Will be used as materials to illustrate busy cannery before the atomic bombing Taijiro Matsuura (1872–1953) operated a canning factory in Teppo-cho (now part of Naka Ward) before World War II. His grandson Isao Matsuura, 82, a resident of Naka Ward, possesses six drawings, including the floor plan of the family’s residence, which stood next to the factory. Since the factory was located about 800 meters from the hypocenter, the drawings represent rare materials giving a glimpse of the cityscape before it was annihilated in the atomic bombing. Mr. Matsuura is to soon donate the drawings to the city government.

Taijiro and his brother Taichi Kato founded a canning factory in Sorazaya-cho (now part of Naka Ward) in 1895. Their business grew because of military demand during the Russo-Japanese War. Taijiro opened his own factory in 1905. Taijiro’s factory in Teppo-cho was constructed around 1913. Its name was changed from Matsuura Shoten (Matsuura Store) to Sanyo Kanzume (Sanyo Canning) around 1930. According to the Hiroshima City Museum of History and Traditional Crafts, the company supplied the military with canned goods such as beef, mikan oranges, and matsutake mushrooms.

The six drawings to be donated include a survey drawing, created in December 1930, of the 2,260 square-meter site of the residence. The floor plan of the residence, located to the south of the factory, provides an image of the property with its large garden, a tearoom, and houses for rent. Yoshie Kono, 92, a resident of Aki Ward, is a relative of the family. She boarded at the Matsuura’s residence when she was a student at Hiroshima Prefectural First Girls’ High School (now Minami High School). “The home was big. I went to the factory on errands and saw big chunks of beef hanging there and many employees going in and out,” Ms. Kono said.

But the factory became a subsidiary of Hiroshima Ken Godo Kanzume (Hiroshima Prefectural Joint Canning) through a merger under wartime controls in 1943. The family’s residence was requisitioned by the military, and Taijiro moved to the village Akikoshi (now part of the town of Shiraki-cho in Asakita Ward). The factory and the residence were burned to the ground in the atomic bombing. Taijiro’s oldest son and his son’s two family members, his second son, and oldest daughter, who were still living in and around the Teppo-cho area, were killed in the bombing. Only a chimney and a three-storied ferroconcrete storehouse escaped utter destruction.
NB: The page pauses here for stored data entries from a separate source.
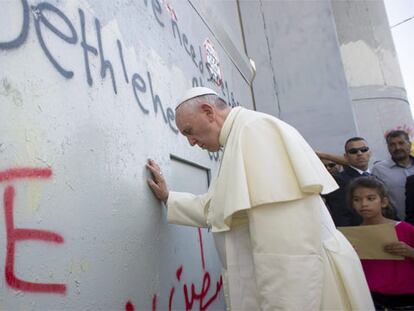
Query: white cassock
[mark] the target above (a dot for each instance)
(276, 240)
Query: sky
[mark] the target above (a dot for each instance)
(398, 11)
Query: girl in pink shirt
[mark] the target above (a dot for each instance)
(391, 282)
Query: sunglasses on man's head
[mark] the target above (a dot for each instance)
(355, 150)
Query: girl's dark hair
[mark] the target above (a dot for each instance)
(372, 182)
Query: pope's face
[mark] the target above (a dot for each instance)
(199, 126)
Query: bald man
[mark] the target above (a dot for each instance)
(277, 243)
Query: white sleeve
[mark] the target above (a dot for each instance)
(286, 248)
(187, 209)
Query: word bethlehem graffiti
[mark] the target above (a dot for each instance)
(46, 17)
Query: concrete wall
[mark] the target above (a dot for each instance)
(372, 71)
(300, 76)
(87, 94)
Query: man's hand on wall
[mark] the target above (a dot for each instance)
(157, 182)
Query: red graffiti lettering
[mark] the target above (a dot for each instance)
(15, 234)
(192, 296)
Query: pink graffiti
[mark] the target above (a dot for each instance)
(202, 298)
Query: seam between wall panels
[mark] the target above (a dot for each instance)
(239, 59)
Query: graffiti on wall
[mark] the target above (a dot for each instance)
(140, 82)
(201, 298)
(14, 235)
(49, 23)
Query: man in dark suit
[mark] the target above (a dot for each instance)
(357, 154)
(409, 199)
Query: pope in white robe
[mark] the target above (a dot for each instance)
(275, 238)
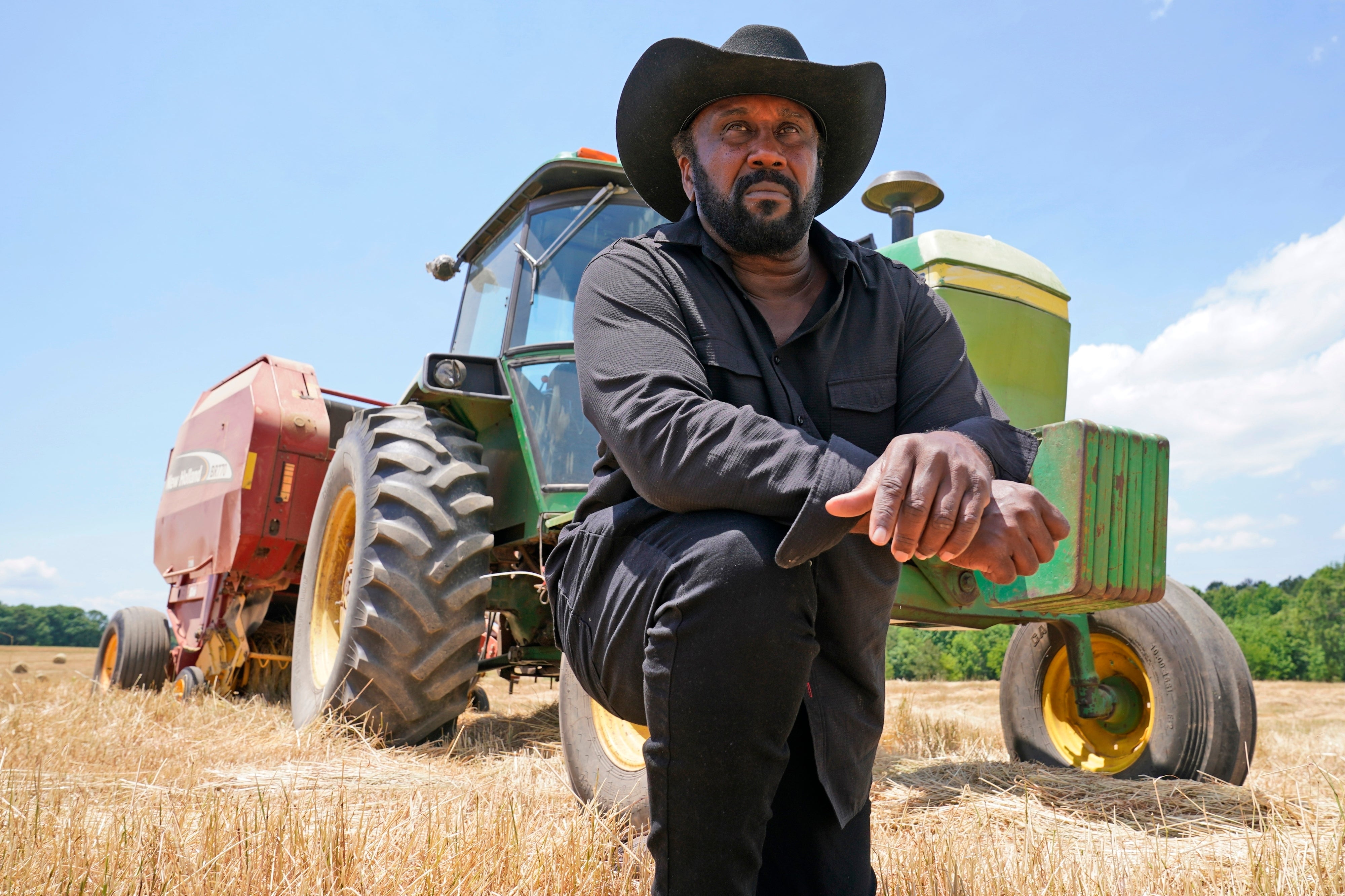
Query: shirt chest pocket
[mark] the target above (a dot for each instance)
(732, 373)
(864, 411)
Isao and his wife Fusae, 73, found the drawings seven years ago when they were sorting out the things his grandfather had left at their parents’ home in Shiraki-cho. They also found photographs of the factory taken before the bombing. They decided to donate the materials. “If they are privately owned, they can become scattered and lost,” Isao said. “I want future generations to know that my grandfather and others did good work and that there was a factory here before the war.”

Hirotaka Matsushima, head of Hiroshima City’s Cultural Promotion Division, said, “We can see that the residence had many rooms and that the canning factory had ample facilities. These are rare materials that illustrate one aspect of Hiroshima’s modern history.”